REPUBLIKA.CO.ID, JAKARTA -- Terdapat dua kubu yang memiliki perspektif berbeda tentang dampak mengonsumsi kedelai. Satu kubu menyatakan kedelai baik untuk kesehatan, sementara ada pula yang meyakini kedelai membahayakan bagi tubuh.
"Secara ilmiah, apabila kita konsumsi dengan benar, lebih banyak aspek manfaat daripada sesuatu yang kurang," kata pakar gizi Institut Pertanian Bogor (IPB), dr Rimbawan, pada acara Soyjoy Nutritionist Gathering 2019.
Keunggulan kedelai adalah aspek proteinnya. Studi membuktikan protein dalam kedelai adalah protein dari tanaman yang terbaik dibandingkan jenis tanaman lain. Salah satunya, karena kandungan zat isoflavon yang membantu menurunkan kolesterol.
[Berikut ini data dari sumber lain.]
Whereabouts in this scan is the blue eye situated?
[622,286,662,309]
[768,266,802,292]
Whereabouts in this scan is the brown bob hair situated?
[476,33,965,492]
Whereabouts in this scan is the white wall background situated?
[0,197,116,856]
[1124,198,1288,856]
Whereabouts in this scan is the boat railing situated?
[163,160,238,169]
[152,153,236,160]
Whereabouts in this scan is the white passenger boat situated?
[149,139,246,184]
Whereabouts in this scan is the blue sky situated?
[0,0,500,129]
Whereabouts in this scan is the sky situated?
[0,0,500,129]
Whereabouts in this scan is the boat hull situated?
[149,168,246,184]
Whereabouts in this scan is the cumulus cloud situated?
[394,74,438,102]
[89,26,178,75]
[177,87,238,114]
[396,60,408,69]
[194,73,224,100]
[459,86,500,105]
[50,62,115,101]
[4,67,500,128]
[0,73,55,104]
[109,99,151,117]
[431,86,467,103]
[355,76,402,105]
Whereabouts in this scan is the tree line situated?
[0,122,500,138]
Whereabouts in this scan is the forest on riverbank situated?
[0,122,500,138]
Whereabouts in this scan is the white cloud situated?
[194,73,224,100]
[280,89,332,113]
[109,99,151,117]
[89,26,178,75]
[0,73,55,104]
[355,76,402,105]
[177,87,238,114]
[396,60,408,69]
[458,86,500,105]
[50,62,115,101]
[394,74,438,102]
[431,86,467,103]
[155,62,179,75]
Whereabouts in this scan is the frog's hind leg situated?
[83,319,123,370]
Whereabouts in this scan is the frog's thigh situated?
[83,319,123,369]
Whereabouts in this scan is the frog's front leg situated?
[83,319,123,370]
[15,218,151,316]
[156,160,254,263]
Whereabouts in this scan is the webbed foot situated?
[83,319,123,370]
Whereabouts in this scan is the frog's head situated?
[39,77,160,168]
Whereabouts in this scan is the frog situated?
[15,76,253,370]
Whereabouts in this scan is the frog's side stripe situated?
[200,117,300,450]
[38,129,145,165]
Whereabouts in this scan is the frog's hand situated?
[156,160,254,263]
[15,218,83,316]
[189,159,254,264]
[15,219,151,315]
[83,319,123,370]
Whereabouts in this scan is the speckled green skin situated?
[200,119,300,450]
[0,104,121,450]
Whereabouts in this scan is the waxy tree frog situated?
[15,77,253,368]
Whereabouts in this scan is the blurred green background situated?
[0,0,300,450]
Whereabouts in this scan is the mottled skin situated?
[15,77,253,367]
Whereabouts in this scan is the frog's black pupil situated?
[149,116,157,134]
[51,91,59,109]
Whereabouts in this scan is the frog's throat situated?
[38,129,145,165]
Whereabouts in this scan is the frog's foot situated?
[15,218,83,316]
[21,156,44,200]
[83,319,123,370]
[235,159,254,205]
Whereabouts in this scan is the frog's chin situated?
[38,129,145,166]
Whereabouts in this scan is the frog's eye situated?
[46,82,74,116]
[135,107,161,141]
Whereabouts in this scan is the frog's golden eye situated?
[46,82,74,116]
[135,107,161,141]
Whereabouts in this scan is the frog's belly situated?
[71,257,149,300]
Sementara itu, kubu yang menganggap kedelai berbahaya meyakini isoflavon dapat memicu kanker. Akan tetapi, menurut Rimbawan, efek membahayakan itu bukan dari pangan kedelai, melainkan suplemen berbahan isoflavon.
Rimbawan mengatakan, konsumsi kedelai dalam kondisi mentah memang menyebabkan efek tertentu. Jika dimakan mentah-mentah, kedelai mengandung zat-zat antigizi yang mengurangi penyerapan nutrisi dalam tubuh.
Karena itu, Rimbawan menyarankan masyarakat mengonsumsi kedelai yang sudah diolah terlebih dahulu. Lazimnya, masyarakat Indonesia melakukan fermentasi dan mengolah kedelai menjadi tempe atau tahu, juga sebagai bahan dasar kecap.
Pengolahan kedelai dengan tujuan menurunkan kolesterol, sebaiknya tanpa suhu tinggi dan mengurangi lemak. Artinya, kedelai sebaiknya tidak digoreng dengan minyak. Rimbawan menganjurkan pengolahan dengan cara mengukus.
"Untuk porsi, sampai dua sajian tidak ada masalah. Jumlah wajar dan secukupnya saja, tidak perlu memikirkan berapa gram. Manusia punya pembatas alami, ketika tubuh sudah merasa tidak nyaman pasti menghentikan konsumsi," kata dia.